Hash feature detection

Kragen Javier Sitaker, 2015-09-17 (5 minutes)

Thinking about image registration and feature extraction, I thought: what about hashing?

In particular, think about a record player playing a scratched-up record, full of random crackles and pops, each due to a pit in the record surface left by the needle being shoved into it by long-ago dust. If you’re looking for a particular location on the record, you can cross-correlate the audio stream with the specific sequence of crackles and pops at that location, and you are nearly sure to have a sharp peak at exactly the right point. This, in theory, allows you to determine the position of the turntable disc at that moment to within a fraction of a micron.

This won't work in its simple form if the playback speed is a little bit off — the distance between the pops in the pattern you’re looking for will be off by more than the width of a pop, and so the correlation won't have a clear peak. But this can be remedied inexpensively, and save you the expense of running the full cross-correlation to boot.

Suppose our sample pattern is one second of audio. Take the strongest, say, five pops in that second. Typically, they'll be a decibel or so louder than the sixth-loudest pop, which is a decibel or so louder than the seventh-loudest, and so on. Now, take the last 1.5 seconds of audio and find the loudest eight pops in it, and try matching all 56 three-pop subsequences of those eight against all 10 three-pop subsequences of those five you’re looking for, 560 comparisons in all. The candidate pops might not be in exactly the same order of loudness, because some of them might be very similar to the same level, and there is noise in the playback, but because the pops are so much louder than the rest of the recording, it’s almost certain that there will be a match. And because you’re matching a three-pop sequence, you have a ratio of intervals that have to match pretty closely between the pattern and the signal, according to some kind of time stretch. And that gives you a probably-unique candidate alignment on which to try the whole correlation.

You can adjust the values of 8, 5, 3, and 1.5, of course. Increasing 8 and 5 will increase the number of candidate alignments to try, thus increasing the chances of finding the correct alignment; increasing the value of 3 will increase the number at first and then decrease it. Increasing 1.5 will increase the amount of scale variation that can be tolerated, but at the risk of missing a match unless you increase 8, 5, 3, or all three.

(Of course, you can do much better if you have a pretty good idea where you are in the record groove to start with, because then you just need to adjust your estimate of the velocity up or down a bit as each pop or crackle goes by.)

In a sense, image feature detection algorithms are an attempt to superimpose crackles and pops onto images in such a way that their position, relative to the underlying image, remains precise in the face of a panoply of insults: from noise to 2-D rotation to scaling to 3-D rotation obscuring part of an object.
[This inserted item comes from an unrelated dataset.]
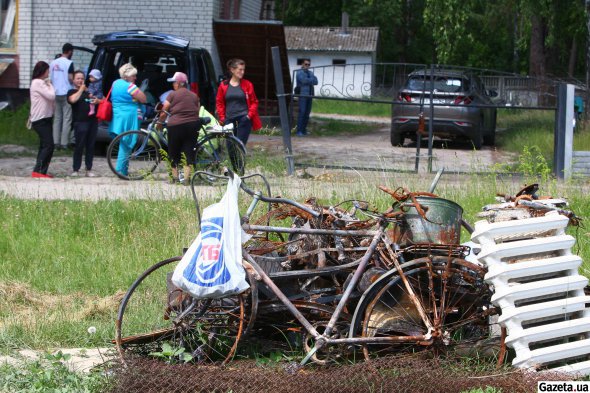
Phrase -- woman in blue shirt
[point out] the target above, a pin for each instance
(126, 98)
But in some sense, at least in the one-dimensional world where we don't need to worry about rotations in two or three dimensions, it seems like it should be trivial to develop a robust feature-detection algorithm. Nearly any function should work as long as it’s local, not totally disrupted by noise, and positions itself relatively precisely. For example, if we apply a couple of noise-reduction filters (maybe a median filter, if speckle noise is not actually signal as in the above example, and a Gaussian convolution) the last few peaks or zero-crossings should often be pretty stable; perhaps we can hash the distances between them, or the ratios of distances between them, perhaps quantized a bit. Then we can apply a filter to this stream of hash values: for example, ignore the hash unless its last 10 bits are zeroes. This should make our “pops” sufficiently sparse to be useful.

If we're trying to apply such an approach to images, it might be useful to do it by tracing paths in the image, using some kind of convergent approach, like maybe ascending the gradient of the absolute value of the gradient, thus seeking to walk along edges.